At least two-thirds of Iraqis are still plagued by inadequate power supplies as a result of the war’s destruction, with frequent and prolonged blackouts making normal economic and domestic life impossible.

The population remains mired in mass unemployment. According to official figures, 18 percent of Iraqis are jobless, with another 10 percent unable to find full-time employment.

Meanwhile, as part of the Status of Forces agreement reached last December between Washington and the regime in Baghdad, the US occupation forces are turning over as many as 17,000 detainees, the majority of them held without charges or trials, to Iraqi authorities, who are notorious for torturing prisoners. In so doing, the Obama administration is setting the stage for atrocities that will eclipse the horrors of Abu Ghraib.

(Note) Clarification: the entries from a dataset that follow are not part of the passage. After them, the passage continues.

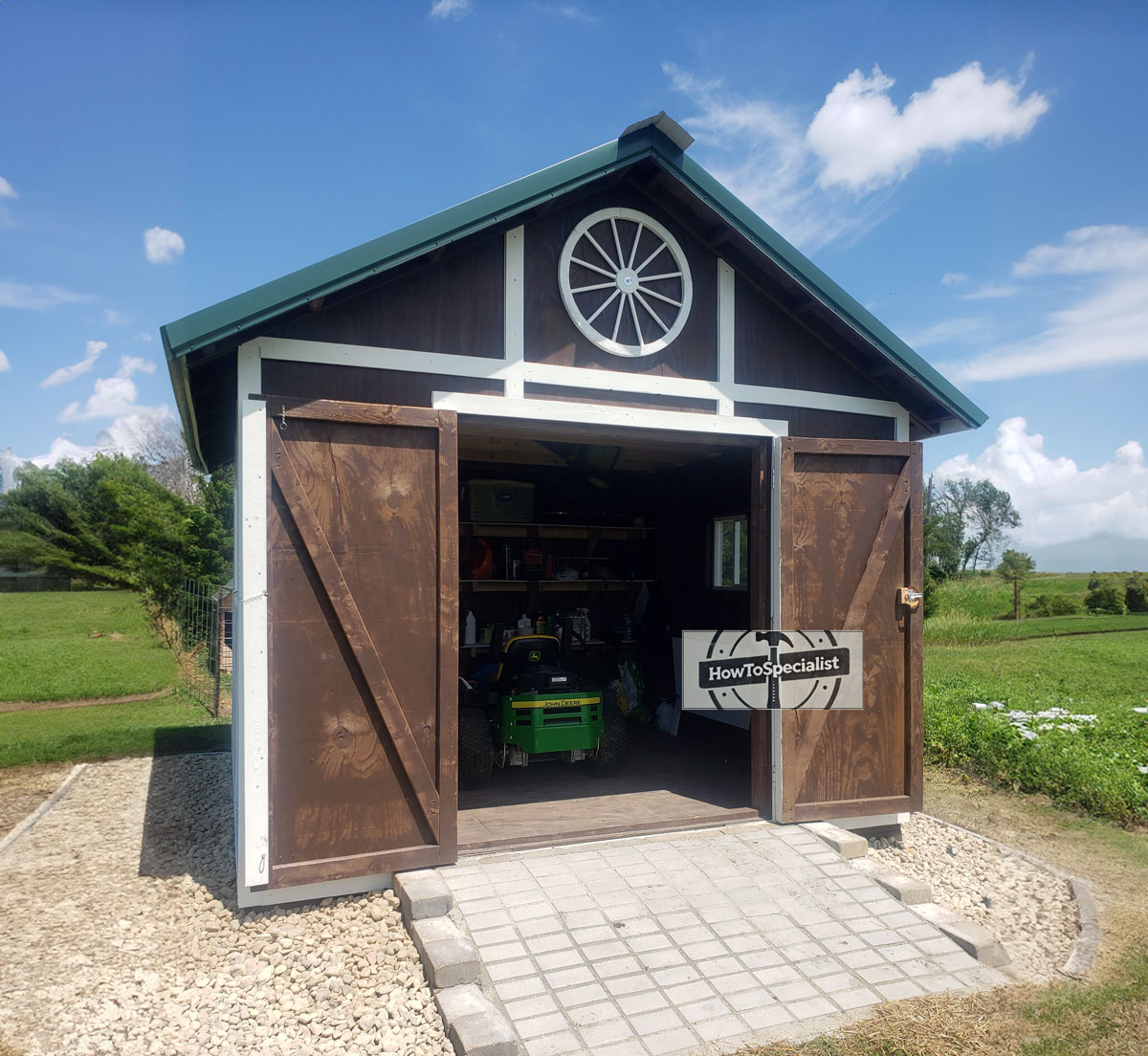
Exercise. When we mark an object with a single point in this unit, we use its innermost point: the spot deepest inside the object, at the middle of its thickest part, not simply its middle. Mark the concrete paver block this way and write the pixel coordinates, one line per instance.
(977, 941)
(423, 893)
(483, 1034)
(448, 957)
(847, 844)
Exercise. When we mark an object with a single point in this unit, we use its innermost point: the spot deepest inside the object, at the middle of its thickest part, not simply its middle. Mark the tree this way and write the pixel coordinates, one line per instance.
(986, 516)
(1015, 568)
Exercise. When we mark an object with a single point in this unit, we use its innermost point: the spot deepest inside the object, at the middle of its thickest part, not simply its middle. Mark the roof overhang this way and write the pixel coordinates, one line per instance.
(658, 139)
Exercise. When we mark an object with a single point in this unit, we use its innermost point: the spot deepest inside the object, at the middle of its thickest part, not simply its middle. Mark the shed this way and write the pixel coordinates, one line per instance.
(694, 426)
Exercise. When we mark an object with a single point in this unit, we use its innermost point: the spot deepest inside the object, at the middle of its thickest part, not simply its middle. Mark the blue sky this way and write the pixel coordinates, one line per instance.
(974, 173)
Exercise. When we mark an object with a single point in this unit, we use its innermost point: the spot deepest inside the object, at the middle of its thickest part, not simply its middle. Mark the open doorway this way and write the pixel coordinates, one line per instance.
(614, 545)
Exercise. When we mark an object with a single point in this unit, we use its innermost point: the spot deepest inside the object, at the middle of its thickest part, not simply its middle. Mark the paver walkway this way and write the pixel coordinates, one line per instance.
(690, 941)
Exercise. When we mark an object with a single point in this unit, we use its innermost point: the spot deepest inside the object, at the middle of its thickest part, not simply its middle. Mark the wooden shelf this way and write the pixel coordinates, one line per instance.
(548, 585)
(555, 532)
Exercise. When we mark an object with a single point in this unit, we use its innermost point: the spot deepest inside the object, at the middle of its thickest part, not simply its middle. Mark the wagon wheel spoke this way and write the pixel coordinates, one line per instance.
(660, 297)
(637, 326)
(655, 317)
(606, 255)
(649, 258)
(618, 319)
(602, 307)
(634, 248)
(602, 271)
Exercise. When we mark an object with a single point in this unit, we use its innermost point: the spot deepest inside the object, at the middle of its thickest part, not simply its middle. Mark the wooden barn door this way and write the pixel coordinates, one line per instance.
(362, 609)
(850, 538)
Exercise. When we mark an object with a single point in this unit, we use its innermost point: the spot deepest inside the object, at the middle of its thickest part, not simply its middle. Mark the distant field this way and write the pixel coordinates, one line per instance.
(971, 611)
(78, 646)
(1091, 763)
(175, 723)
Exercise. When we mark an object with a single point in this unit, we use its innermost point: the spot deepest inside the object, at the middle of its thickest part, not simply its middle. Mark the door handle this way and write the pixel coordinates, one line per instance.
(910, 597)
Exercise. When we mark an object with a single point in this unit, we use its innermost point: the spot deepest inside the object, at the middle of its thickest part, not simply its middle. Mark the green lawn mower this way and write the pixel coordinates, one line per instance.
(527, 705)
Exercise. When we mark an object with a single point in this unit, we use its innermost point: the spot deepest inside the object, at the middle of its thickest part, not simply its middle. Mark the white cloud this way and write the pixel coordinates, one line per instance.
(1057, 500)
(948, 331)
(67, 373)
(110, 399)
(37, 297)
(1089, 251)
(1105, 325)
(758, 149)
(162, 246)
(991, 292)
(451, 9)
(866, 143)
(131, 365)
(814, 182)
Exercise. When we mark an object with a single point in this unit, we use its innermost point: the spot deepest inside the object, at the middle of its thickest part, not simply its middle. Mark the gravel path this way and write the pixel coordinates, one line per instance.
(121, 935)
(1027, 908)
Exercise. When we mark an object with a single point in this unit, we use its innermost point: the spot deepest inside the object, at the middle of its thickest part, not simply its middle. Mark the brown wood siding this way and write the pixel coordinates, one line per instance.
(365, 385)
(362, 642)
(571, 394)
(453, 304)
(773, 348)
(810, 422)
(552, 338)
(850, 539)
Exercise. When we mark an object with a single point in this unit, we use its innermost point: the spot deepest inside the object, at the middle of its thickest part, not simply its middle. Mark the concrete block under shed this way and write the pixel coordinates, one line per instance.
(448, 957)
(975, 940)
(847, 844)
(423, 893)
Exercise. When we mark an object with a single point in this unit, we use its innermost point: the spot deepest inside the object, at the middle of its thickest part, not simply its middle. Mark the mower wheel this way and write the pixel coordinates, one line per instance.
(475, 749)
(609, 757)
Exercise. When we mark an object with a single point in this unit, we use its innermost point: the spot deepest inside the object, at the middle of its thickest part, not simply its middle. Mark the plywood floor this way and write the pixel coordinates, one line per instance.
(669, 783)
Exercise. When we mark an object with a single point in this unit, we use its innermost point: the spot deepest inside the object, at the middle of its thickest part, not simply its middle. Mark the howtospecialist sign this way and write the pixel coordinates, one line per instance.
(759, 670)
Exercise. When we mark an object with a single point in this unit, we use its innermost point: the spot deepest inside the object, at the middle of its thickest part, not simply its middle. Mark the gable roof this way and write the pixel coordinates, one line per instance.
(658, 139)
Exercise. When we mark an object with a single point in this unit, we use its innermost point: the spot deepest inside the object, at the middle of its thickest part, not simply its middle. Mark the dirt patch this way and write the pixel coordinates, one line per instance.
(23, 789)
(40, 705)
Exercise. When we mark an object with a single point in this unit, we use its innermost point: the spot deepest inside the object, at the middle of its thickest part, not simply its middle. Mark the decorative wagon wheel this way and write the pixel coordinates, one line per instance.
(625, 281)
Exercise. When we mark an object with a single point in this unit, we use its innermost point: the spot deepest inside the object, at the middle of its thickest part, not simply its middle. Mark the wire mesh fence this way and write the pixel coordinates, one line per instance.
(206, 626)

The criminal US war in Iraq has not ended with the inauguration of President Barack Obama, and there are growing indications that it will continue even as his administration escalates the war in Afghanistan.

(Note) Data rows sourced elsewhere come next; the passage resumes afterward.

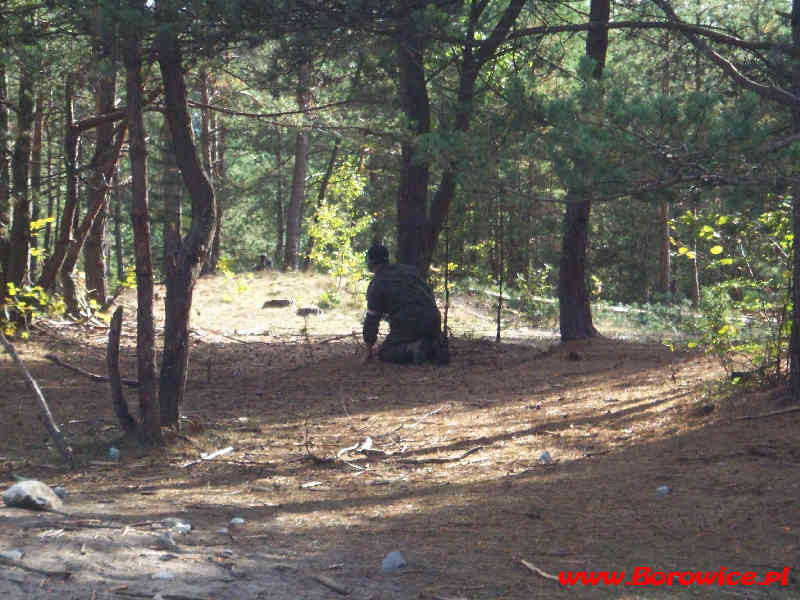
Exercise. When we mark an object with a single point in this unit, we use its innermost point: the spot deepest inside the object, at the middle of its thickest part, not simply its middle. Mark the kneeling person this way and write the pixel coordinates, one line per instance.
(400, 295)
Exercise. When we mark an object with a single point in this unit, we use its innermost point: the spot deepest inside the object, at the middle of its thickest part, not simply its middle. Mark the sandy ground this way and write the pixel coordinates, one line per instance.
(334, 465)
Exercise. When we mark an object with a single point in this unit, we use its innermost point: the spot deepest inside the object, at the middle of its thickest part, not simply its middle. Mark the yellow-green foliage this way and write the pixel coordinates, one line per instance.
(336, 226)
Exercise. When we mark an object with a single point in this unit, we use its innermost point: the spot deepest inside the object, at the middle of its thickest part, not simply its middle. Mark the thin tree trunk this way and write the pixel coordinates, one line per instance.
(126, 422)
(694, 275)
(794, 340)
(145, 327)
(573, 295)
(36, 174)
(280, 211)
(294, 215)
(5, 180)
(107, 157)
(323, 187)
(104, 162)
(53, 264)
(195, 246)
(412, 200)
(51, 194)
(16, 270)
(663, 249)
(118, 230)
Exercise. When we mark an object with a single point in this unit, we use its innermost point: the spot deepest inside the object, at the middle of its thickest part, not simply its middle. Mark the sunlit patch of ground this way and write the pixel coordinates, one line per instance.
(336, 464)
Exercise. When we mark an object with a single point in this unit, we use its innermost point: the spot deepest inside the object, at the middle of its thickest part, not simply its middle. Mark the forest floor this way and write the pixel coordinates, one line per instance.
(335, 465)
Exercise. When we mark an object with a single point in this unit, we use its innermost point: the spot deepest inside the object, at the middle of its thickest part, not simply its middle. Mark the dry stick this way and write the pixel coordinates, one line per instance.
(92, 376)
(331, 584)
(419, 461)
(50, 424)
(46, 573)
(774, 413)
(126, 421)
(534, 569)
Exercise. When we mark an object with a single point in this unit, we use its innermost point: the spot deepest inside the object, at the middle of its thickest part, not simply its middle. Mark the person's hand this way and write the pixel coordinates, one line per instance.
(367, 355)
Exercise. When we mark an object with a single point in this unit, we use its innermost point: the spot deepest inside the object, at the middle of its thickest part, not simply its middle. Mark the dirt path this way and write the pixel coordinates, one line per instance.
(334, 466)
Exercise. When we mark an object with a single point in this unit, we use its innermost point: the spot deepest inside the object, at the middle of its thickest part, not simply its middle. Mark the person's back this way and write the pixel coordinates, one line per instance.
(399, 294)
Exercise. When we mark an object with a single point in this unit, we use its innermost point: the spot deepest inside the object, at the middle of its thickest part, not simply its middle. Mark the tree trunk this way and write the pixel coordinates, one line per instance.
(104, 162)
(280, 211)
(120, 259)
(206, 150)
(145, 327)
(5, 180)
(106, 157)
(412, 201)
(195, 246)
(573, 295)
(16, 270)
(53, 264)
(794, 340)
(36, 175)
(323, 187)
(294, 215)
(663, 250)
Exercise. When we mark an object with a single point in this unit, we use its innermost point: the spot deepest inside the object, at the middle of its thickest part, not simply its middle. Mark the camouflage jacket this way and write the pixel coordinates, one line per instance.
(399, 294)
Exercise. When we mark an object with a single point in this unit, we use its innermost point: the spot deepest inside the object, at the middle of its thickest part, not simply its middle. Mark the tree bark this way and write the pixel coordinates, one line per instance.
(194, 248)
(126, 422)
(794, 339)
(107, 157)
(294, 215)
(573, 295)
(16, 270)
(280, 211)
(5, 180)
(149, 410)
(663, 249)
(118, 252)
(36, 174)
(53, 264)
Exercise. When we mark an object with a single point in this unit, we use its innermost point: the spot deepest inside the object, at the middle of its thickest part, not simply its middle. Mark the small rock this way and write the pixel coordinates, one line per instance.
(164, 575)
(13, 554)
(276, 303)
(32, 494)
(393, 561)
(178, 526)
(165, 541)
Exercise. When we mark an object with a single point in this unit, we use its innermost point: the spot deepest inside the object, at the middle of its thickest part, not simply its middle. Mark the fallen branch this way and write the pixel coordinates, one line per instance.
(50, 424)
(420, 461)
(774, 413)
(352, 334)
(417, 422)
(534, 569)
(331, 584)
(45, 572)
(209, 456)
(93, 376)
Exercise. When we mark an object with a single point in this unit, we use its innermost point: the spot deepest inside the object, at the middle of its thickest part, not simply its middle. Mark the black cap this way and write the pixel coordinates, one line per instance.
(377, 255)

The architects and commanders of the military “surge” remain at their posts, from Bush’s defense secretary, Robert Gates, to Centcom chief Gen. David Petraeus and Gen. Raymond Odierno, the head of US occupation forces in Iraq. Increasingly, these military figures are making known their opposition to even the limited withdrawal proposed by Obama.

The latest to publicly voice an opinion is Lt. Gen. Frank Helmick, in charge of US training of Iraqi security forces, who told the Financial Times Monday that it would take until the end of 2011 to give these forces “a sustainable ground capability to fight the insurgency.” This follows open pressure by Petraeus and Odierno for Obama to drop his campaign pledge to withdraw US “combat troops” from Iraq within 16 months.

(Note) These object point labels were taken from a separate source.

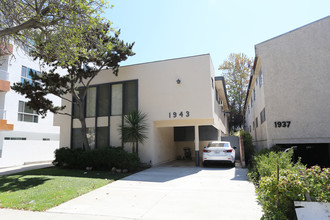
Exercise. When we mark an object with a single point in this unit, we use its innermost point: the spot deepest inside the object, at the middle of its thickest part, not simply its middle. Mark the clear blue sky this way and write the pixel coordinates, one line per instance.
(165, 29)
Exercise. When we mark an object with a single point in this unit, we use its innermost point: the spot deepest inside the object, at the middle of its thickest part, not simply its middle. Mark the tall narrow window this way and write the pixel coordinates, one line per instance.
(261, 79)
(25, 113)
(75, 111)
(76, 139)
(102, 137)
(117, 99)
(130, 97)
(103, 98)
(91, 102)
(91, 137)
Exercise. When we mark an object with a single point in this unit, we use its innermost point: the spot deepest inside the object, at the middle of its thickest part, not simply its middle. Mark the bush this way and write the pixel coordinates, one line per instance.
(98, 159)
(294, 181)
(317, 181)
(288, 189)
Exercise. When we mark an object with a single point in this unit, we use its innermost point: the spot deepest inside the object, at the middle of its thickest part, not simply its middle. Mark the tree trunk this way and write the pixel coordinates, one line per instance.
(83, 130)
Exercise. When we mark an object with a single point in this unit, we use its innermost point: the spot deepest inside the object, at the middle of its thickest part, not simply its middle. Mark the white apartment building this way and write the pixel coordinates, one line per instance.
(25, 137)
(184, 101)
(288, 101)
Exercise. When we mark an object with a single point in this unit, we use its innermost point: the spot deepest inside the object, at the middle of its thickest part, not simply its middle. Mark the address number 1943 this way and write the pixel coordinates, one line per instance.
(181, 114)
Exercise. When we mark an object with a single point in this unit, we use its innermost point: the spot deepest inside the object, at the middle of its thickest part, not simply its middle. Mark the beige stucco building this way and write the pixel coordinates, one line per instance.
(288, 98)
(183, 99)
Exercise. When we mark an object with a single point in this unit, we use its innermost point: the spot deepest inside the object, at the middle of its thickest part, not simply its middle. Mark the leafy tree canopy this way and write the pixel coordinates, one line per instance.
(21, 19)
(83, 46)
(236, 71)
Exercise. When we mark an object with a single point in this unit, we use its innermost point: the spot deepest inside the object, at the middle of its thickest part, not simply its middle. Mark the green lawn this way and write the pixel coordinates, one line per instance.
(39, 190)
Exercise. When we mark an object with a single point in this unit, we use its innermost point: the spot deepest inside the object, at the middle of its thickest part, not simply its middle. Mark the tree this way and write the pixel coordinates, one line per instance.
(236, 71)
(83, 50)
(21, 19)
(134, 129)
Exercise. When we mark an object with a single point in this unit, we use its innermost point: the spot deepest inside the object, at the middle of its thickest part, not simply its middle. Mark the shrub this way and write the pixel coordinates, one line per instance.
(98, 159)
(294, 181)
(317, 181)
(286, 190)
(265, 164)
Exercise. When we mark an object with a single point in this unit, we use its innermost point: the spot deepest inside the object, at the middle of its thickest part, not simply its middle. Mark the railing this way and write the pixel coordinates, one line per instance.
(4, 75)
(2, 114)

This plan always envisioned tens of thousands of US troops staying behind to conduct counter-insurgency operations and protect US interests in the country. The generals are reportedly urging Obama to merely reclassify large numbers of those now categorized as combat troops and keep them in Iraq as well.

It is clear that, in one form or another, the war and occupation in Iraq will go on. The fight to bring it to an end and to hold accountable those responsible for this criminal venture is a struggle against the Obama administration, which requires the independent political mobilization of the working class against the profit system, which is the source of militarism and war.